As can be seen (if your good at maths) the shockwave has changed (done using a 12mm concave head at 3.0bar). A visible air bubble in the gel created a 10mm wave positively. You can see the initial peak wave is missing and the authors postulated it bounced off to one side then the resultant waves could simply be reverberance.

So should we abandon gel? Simply No. It works well in real life – seen in this video here:

It seems the waves  from a shockwave machine can cause cavitation at high speeds – 15hz and above (Cleveland, Chitnis and McClure, 2007). Below these speeds it is unlikely you will create them.

What about the bubbles already in the gel? Well if you are using a convex head (most heads are convex 0.7mm)…

…then the shockwaves themselves will push any bubbles out to the edge of the treatment head which you will be able to see as emulsioning (the gel goes a very light blue/white colour at the edge of the treatment head). Putting a little bit of pressure on the head might help to move the bubbles to the edges. 

The results of high pressure and high shock rate can be seen in the gel on this convex head. Here we can clearly see both accumulations of small bubbles (seen as white in this clear gel) and a large bubble where many small bubbles have accumulated (the gel was clear at the start of the treatment).

However, if you are using a concave head you might prefer to use oil as it will not cavitate or have any air trapped inside.

Which brings us to the machines that use a rubber coating on the head to protect from heat. The shock head itself is convex but the applied silicone rubber shield makes the end of the machine concave. Most of these machines come with oil not gel but it really is a pain to use (I have just seen a video where the therapist brushes the oil onto the skin)

These cups make the head concave not convex.

One good argument for not using gel is the pain from the cavitation. Put simply the gel cavitating will result in some bubbles hitting the skin and this leads to pain from the treatment. This is significant and noticeable.

In a situation where the gel is creating pain then oil seems to be a better option, however, oil is difficult to apply to the skin (without getting it all over your hands – and often onto the floor).
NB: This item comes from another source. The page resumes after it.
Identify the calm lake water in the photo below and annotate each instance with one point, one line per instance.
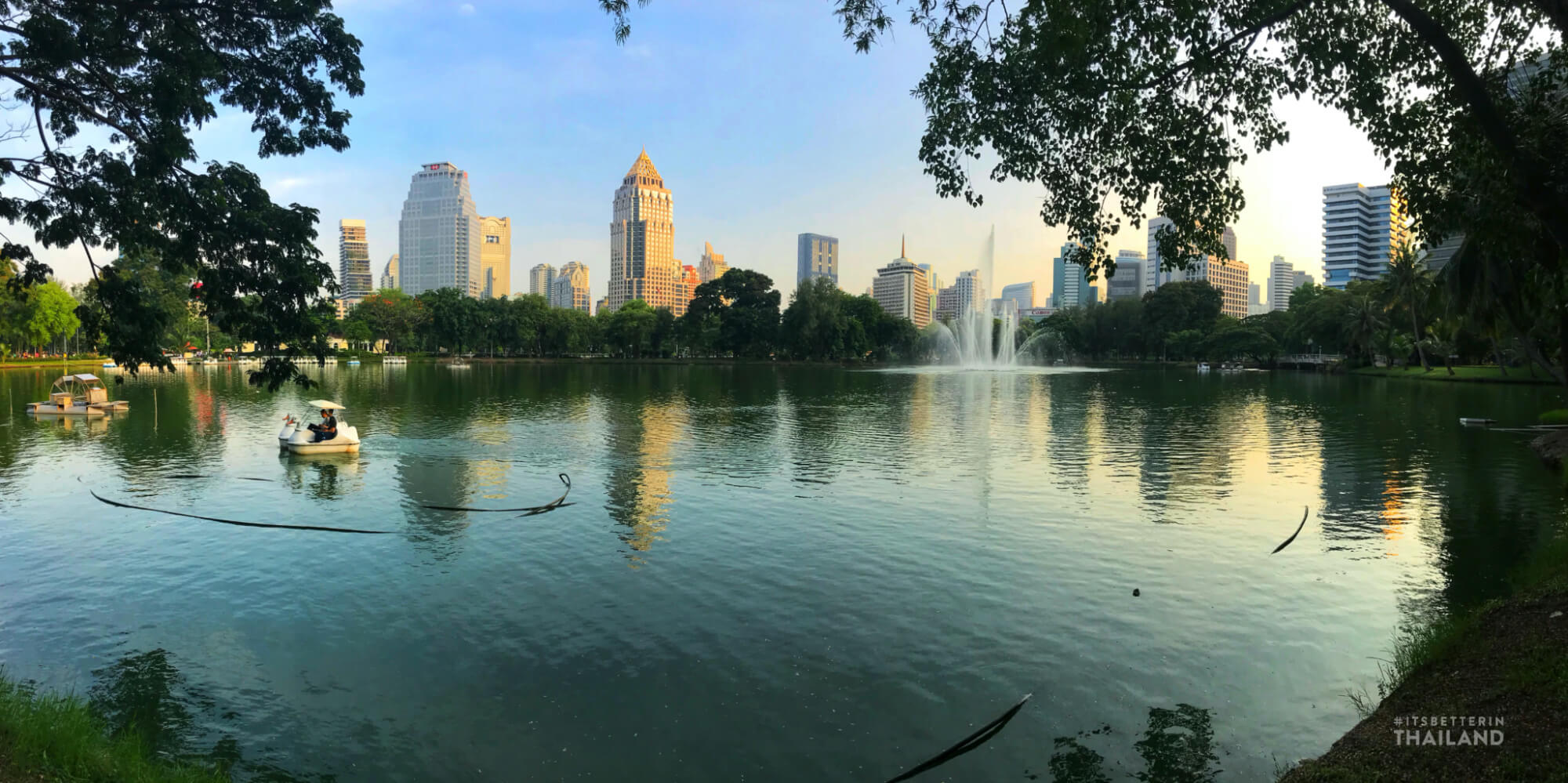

Using a tissue to apply the oil can negate the application problems but oil does not ‘fill the gap’ between the head and the patient like gel does.

So then we get to petroleum Jelly which has both the positive properties of both mediums. However, it is expensive to use.

Although I am usually a sucker for the science, just from a practical stand point I still recommend gel. You should have no problems if you are moving the treatment head (you will pop the bubbles doing this anyway) but keep some oil for those bony heel spurs where you keep the head still and need all of the energy to go to one spot!